Qual cosa si negherebbe allo amico? – la vita è stimata il dono più prezioso che la Divinità faccia all'uomo, e pure credesi povero sacrifizio all'amicizia: – facoltà, comodi, pace, sarebbe bassezza profferire; – l'onore non chiede, perchè si nudre di questo: l'amico ti seguirà in ogni sventura, ti sosterrà cadente, ti rileverà caduto, sarà la tua pompa nella gloria, sostegno nei disastri; piangerà al tuo pianto.... ora mi trovo condannato a piangere solo!"
E qui abbassa la faccia, e per lungo tempo: – quando la rileva, comparisce suffusa di lagrime; – gli occhi infiammati, come se avessero durato un qualche grande sforzo per farle sgorgare; – e tremante prosegue: "Io l'ebbi questo amico, – io lo amava, – e lo uccisi!"
La faccia gli ricade sul petto, il suo respiro diventa affannoso.
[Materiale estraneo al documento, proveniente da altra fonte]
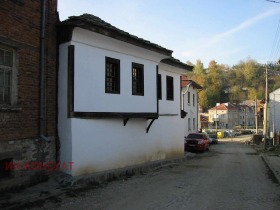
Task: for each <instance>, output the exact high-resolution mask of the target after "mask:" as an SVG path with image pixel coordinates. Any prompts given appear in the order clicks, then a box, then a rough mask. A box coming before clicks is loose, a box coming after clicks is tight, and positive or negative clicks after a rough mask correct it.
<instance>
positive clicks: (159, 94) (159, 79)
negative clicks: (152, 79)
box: [157, 74, 162, 100]
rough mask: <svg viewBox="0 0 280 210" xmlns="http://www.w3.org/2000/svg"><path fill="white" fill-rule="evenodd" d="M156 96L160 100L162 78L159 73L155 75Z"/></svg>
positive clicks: (161, 92) (161, 91) (161, 90)
mask: <svg viewBox="0 0 280 210" xmlns="http://www.w3.org/2000/svg"><path fill="white" fill-rule="evenodd" d="M157 97H158V99H159V100H162V79H161V74H158V75H157Z"/></svg>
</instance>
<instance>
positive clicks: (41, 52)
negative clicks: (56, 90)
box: [39, 0, 50, 142]
mask: <svg viewBox="0 0 280 210" xmlns="http://www.w3.org/2000/svg"><path fill="white" fill-rule="evenodd" d="M41 3H42V11H41V41H40V42H41V43H40V45H41V46H40V47H41V53H40V125H39V133H40V139H41V140H44V141H48V142H49V141H50V140H49V138H48V137H46V136H45V135H44V132H45V129H46V122H45V121H46V119H45V115H46V114H45V111H46V101H45V26H46V0H41Z"/></svg>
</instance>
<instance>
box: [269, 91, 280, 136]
mask: <svg viewBox="0 0 280 210" xmlns="http://www.w3.org/2000/svg"><path fill="white" fill-rule="evenodd" d="M279 110H280V88H279V89H277V90H275V91H273V92H271V93H269V109H268V112H269V119H268V120H269V122H270V123H269V129H270V132H278V131H279V130H280V112H279ZM272 136H273V135H272Z"/></svg>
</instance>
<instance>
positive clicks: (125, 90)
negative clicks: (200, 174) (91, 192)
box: [58, 14, 192, 176]
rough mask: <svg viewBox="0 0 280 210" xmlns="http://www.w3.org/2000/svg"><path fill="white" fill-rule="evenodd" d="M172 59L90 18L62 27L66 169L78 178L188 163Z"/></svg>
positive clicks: (175, 64) (183, 131) (181, 64)
mask: <svg viewBox="0 0 280 210" xmlns="http://www.w3.org/2000/svg"><path fill="white" fill-rule="evenodd" d="M171 55H172V51H171V50H168V49H165V48H163V47H161V46H158V45H156V44H153V43H151V42H149V41H146V40H143V39H140V38H138V37H136V36H133V35H131V34H129V33H127V32H124V31H121V30H120V29H117V28H115V27H114V26H112V25H110V24H109V23H106V22H104V21H103V20H101V19H99V18H98V17H96V16H93V15H89V14H84V15H81V16H75V17H71V18H69V19H68V20H66V21H63V22H61V23H60V24H59V88H58V112H59V114H58V134H59V137H60V141H61V151H60V154H61V155H60V161H61V162H73V167H72V170H65V172H66V173H69V174H71V175H73V176H79V175H85V174H91V173H96V172H105V171H108V170H114V169H121V168H125V167H130V166H135V165H139V164H147V163H152V162H154V161H160V160H166V159H170V158H175V157H183V156H184V147H183V134H184V119H183V118H181V104H180V101H181V100H182V99H181V87H180V76H181V75H182V74H184V73H186V72H187V71H189V70H191V69H192V67H190V66H188V65H186V64H183V63H181V62H179V61H178V60H175V59H173V58H172V56H171Z"/></svg>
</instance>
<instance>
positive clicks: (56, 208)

Io l'ho trafitto, e pure mio padre mi avea comandato di amarlo: – io l'ho trafitto, e pure il grido del mio cuore, più forte di quello di mio padre, mi costringeva ad amarlo! I nostri genitori quando nascemmo c'imposero i loro nomi medesimi, perchè la morte dubitasse di avere dominio sopra l'amicizia delle nostre famiglie; amavano che i secoli maravigliati riputassero i Folcando e i Gostanzo eterni tra i mortali per volere di Dio, onde stessero esempio perenne di questo nobile affetto. Bevemmo nella medesima tazza, riposammo nel medesimo letto, furono i nostri studii, e i nostri sollazzi comuni, e crescemmo stupore degli uomini, e benedetti dal Signore. Quando i nostri padri morirono, le ultime loro parole furono preghiere e consigli, per conservare lo scambievole affetto, ed aggiungevano essere questa la porzione più preziosa del retaggio che ci lasciavano.